Review: The Way Back to Thursday

by Lynn on February 6, 2014

in The Passionate Playgoer

The Way Back to Thursday

At Theatre Passe Muraille. Written (composed) by Rob Kempson. Directed by Briana Brown. Set and Lighting by Beth Kates. Sound by Emily Porter. Orchestrations and musical direction by Scott Christian. Starring: Rob Kempson and Astrid Van Wieren.

Produced by Theatre Passe Muraille. Plays until Feb. 8.

The Way Back to Thursday is a song cycle about love in many guises. A young man named Cameron begins by singing of a love affair that has ended. The man he was in love with no longer loves him. Cameron then sings of the unconditional love of his grandmother. They would watch classical movies together on Thursdays. Which lead to other songs about Cameron coming out to his parents but not necessarily to his grandmother; of moving to Vancouver to live in place that would be more welcoming to him than ‘home’; of searching for a lasting love; of remembering the fierce love of his grandmother; and going home to try and find that tight love and to try and find his way back to Thursday, when he and his grandmother watched classic movies together.

Cameron’s songs are interspersed with his grandmother’s songs and deal with her faith and love for him; how she had a secret (that she passed herself off as a movie star in her earlier years but really wasn’t); she sings about the life she had lead and how her life was closing down; her last days would be in a nursing home; and how she missed Cameron, whom she hadn’t heard from in too long a time.

The song cycle in this case is a way to explore the bond of love between a grandson and his grandmother and then the bond, the connection Cameron develops when he goes into the world. Kempson deals with those milestones that would change a young man’s world; having to leave he safe cocoon of is grandmother’s embrace to face other kinds of life-changing embraces; Cameron faces many emotional and moral dilemma and he handles them well.

Some of the situations Kempson writes and sings about have the blush of cliché. But Mr. Kempson is a young artist, feeling, exploring and learning his way in the art form. We cut him slack for that.

Many aspects of the journey-story deserve development or re-thinking in order for there to be more of a connection to the grandmother. We have only the first song that says that the man he loved doesn’t love him in the same way and the relationship ended. That deserves exploration or cutting since we never really hear of that relationship again.
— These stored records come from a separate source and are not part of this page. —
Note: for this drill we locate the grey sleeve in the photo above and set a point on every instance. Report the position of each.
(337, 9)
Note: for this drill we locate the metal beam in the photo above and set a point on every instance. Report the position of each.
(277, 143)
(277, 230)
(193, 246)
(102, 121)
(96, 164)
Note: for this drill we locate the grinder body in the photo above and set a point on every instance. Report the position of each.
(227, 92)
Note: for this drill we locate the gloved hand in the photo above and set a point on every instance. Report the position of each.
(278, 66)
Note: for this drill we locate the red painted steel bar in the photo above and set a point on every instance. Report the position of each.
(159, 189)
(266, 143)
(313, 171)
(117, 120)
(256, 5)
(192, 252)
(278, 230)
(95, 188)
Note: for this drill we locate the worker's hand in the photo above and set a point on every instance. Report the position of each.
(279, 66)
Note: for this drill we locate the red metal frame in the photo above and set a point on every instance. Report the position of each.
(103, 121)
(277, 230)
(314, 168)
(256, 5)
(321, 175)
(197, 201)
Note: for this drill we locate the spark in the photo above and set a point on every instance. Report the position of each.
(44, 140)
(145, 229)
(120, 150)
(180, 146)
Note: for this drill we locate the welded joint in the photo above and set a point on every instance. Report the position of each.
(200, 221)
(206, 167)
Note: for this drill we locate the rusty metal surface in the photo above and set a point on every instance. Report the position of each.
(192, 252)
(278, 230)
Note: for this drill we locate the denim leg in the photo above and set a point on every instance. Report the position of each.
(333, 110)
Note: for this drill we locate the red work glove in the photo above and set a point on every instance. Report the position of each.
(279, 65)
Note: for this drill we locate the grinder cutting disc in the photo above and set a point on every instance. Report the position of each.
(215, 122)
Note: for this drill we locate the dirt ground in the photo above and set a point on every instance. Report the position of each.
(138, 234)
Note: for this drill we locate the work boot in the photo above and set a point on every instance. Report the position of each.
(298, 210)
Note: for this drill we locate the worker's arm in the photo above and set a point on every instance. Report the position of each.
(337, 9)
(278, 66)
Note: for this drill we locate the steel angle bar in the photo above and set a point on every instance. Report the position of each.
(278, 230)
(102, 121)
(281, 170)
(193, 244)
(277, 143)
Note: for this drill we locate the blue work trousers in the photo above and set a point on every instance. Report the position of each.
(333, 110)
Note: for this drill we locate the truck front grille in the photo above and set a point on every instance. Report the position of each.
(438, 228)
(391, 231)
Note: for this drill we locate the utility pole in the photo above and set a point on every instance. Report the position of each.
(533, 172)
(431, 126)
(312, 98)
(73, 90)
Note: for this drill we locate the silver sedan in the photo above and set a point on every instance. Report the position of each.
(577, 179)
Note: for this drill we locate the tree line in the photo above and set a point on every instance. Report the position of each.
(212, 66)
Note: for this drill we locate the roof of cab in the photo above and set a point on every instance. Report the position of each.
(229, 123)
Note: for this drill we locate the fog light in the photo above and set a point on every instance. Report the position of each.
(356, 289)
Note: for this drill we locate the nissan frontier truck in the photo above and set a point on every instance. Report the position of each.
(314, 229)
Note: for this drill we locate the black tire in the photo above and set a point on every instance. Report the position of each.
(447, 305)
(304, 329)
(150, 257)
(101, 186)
The grandmother sings of her secret but we never hear that Cameron believed his grandmother was a former movie star. Surely there should be a connection there. Cameron sings of coming out to his parents who were shocked. He doesn’t tell his grandmother yet she is his closest relative. That lapse seems odd. Did she know? They were so in tuned to each other. A question to be explored. The ending is terribly poignant. Does his coming back twig something in her memory? Does he stay the course even though his ‘old’ grandmother is not there fully for him?

Much has gone in to making this simple show more stylish and grand than the story needs. I find that Briana Brown’s direction is a lot of unnecessary movement for movement’s sake. Move only when it serves the song or the moment, not for the sake of moving.

Beth Kates’ set of multi-levels and a huge curtain back drop is too much. Less would have been better. For some reason projections come up subtly on the large expanse of curtains. Unnecessary and confusing. Are the projections of his grandmother in her younger days? It’s not clear. And it’s not needed.

The musical accompaniment is provided by Scott Christian  on piano, (a gifted musician and composer in his own right) and Samuel Bisson on cello. I love the cello. I just wondered why it was necessary here. And as talented as Scott Christian is, a softer peddle and playing would not have drowned out the singers as often as it does.

As Cameron, Rob Kempson as an endearing awkwardness; a strong voice and a sense of resolve. As Grandma, Astrid Van Wieren is both feisty and slowly dependent. She imbued spirit in her singing and acting.

The Way Back to Thursday is a serious, poignant, bitter-sweet work. I look forward to his next project, or an expansion and development of this one. Rob Kempson is a young artist who is worth your time.